“Tony, did you hear what Donnie said about you?”
Donald Trump called Anthony Fauci “a bit of an alarmist” about the coronavirus pandemic. Fauci denied being an alarmist, and insisted he is merely a realist.
This is important news because…because Fauci works for Trump, and has basically controlled the Trump administration’s actual policy (as opposed to Twitter rhetoric) on the pandemic for five months now, even while Fauci’s boss, who could have relieved him of his duties at any moment during those months, continues to pretend, for the sake of appeasing — or rather palliating — his base, that he is a hawk and a swamp-drainer who isn’t putting up with all this “alarmism” coming from his own administration’s expert (i.e., preacher man), on the pandemic.
If this makes any sense to you, then you must have been a reality television fan for years, even before presidential politics became the genre’s latest and greatest primetime hit. For the essence of reality television, of course, as Trump, one of its master builders, understands very well, is that it is overtly fake and staged and orchestrated and produced, but uses shaky cameras and quasi-real people in order to simulate reality just well enough — enough, at least, to satisfy the video game, virtual-reality-saturated majority — to coax the weak-minded and perpetually bored to suspend their disbelief and go along for the ride.
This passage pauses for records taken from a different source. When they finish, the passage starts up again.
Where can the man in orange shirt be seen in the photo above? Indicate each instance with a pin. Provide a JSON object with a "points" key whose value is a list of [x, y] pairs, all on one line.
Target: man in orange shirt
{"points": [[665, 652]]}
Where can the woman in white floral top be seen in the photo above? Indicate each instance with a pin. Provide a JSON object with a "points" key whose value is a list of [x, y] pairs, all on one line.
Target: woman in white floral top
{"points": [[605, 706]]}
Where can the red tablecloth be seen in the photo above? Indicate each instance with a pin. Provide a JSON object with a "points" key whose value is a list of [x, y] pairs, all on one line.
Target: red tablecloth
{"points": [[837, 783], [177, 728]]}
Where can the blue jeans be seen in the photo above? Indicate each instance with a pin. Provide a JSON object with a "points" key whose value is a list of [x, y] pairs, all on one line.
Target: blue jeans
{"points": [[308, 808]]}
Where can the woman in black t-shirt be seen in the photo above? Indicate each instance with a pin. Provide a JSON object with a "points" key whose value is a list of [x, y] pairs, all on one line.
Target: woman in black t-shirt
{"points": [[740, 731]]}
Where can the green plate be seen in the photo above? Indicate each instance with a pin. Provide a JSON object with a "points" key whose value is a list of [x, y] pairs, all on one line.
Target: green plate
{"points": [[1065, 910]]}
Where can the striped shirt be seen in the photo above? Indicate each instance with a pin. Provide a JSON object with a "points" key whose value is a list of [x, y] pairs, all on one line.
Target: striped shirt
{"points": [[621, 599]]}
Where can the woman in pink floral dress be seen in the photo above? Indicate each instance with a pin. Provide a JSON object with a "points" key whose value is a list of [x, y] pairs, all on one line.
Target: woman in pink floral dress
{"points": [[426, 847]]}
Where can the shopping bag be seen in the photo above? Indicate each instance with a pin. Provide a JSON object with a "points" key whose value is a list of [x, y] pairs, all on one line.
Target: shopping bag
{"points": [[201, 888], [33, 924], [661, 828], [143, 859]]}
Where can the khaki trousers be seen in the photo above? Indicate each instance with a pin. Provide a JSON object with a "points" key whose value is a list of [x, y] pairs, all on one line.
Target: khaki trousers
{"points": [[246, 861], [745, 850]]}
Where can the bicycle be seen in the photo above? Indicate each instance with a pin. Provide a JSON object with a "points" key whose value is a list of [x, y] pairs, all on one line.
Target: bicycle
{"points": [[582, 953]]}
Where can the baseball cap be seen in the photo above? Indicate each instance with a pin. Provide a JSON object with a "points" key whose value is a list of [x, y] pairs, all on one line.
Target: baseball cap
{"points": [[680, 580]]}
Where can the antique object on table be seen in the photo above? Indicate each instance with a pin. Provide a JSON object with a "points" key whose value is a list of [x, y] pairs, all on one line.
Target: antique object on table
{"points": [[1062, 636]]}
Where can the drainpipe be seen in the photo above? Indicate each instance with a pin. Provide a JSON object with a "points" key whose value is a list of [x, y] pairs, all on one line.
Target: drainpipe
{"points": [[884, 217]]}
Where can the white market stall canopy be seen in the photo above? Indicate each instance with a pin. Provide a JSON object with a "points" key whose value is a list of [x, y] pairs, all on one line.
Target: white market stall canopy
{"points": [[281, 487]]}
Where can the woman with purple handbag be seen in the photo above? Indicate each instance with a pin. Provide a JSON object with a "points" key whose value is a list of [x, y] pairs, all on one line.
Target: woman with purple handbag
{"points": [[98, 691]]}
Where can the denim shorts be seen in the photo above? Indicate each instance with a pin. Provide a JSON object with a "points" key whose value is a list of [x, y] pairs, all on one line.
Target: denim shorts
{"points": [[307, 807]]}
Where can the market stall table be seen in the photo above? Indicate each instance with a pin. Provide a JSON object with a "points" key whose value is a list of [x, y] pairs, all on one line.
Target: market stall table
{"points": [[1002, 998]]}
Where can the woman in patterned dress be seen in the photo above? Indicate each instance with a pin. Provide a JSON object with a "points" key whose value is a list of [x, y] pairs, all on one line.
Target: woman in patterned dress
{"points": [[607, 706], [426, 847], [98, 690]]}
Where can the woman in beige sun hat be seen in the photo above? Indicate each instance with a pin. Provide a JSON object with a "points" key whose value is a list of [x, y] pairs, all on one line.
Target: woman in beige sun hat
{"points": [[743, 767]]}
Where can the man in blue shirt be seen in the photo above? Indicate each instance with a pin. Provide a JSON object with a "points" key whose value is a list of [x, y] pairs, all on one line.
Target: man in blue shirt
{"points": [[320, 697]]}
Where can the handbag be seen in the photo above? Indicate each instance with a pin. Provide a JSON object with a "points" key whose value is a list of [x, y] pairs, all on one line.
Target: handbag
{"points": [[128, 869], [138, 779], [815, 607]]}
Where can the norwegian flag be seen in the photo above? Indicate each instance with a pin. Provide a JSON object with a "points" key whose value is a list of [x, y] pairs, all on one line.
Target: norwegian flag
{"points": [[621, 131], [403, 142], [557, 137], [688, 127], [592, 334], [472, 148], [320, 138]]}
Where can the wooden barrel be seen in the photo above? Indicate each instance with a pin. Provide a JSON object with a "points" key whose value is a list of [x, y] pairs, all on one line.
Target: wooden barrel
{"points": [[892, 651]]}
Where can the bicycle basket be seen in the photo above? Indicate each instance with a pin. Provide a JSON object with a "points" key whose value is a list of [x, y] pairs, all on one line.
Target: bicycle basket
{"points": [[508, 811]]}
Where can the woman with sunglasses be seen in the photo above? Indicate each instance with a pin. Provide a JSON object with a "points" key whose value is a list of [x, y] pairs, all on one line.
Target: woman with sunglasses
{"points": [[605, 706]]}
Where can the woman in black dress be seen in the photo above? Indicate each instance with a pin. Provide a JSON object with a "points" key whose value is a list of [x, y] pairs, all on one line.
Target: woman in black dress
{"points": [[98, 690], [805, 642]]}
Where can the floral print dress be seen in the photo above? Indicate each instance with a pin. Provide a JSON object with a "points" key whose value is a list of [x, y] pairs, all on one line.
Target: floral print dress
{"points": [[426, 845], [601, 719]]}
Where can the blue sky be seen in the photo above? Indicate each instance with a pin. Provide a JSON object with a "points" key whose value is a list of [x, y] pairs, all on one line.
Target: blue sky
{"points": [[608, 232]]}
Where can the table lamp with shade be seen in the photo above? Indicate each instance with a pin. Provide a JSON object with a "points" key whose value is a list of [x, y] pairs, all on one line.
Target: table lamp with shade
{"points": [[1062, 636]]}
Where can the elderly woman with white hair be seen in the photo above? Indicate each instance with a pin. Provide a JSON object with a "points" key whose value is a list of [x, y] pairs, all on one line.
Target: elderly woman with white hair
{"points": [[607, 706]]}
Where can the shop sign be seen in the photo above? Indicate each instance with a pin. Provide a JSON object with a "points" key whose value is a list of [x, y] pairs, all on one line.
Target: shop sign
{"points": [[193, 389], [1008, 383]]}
In this regard, reality television is exactly like mainstream news. They are in the same game. Thus, when CNN builds a storyline out of the public “feud” between Trump and Fauci, they are basically carrying their audience back to that comforting, half-awake world of TV nostalgia — we all remember the perspective-bending days of old-fashioned network primetime television, when characters from one show would appear on another show, in order to boost the ratings of each.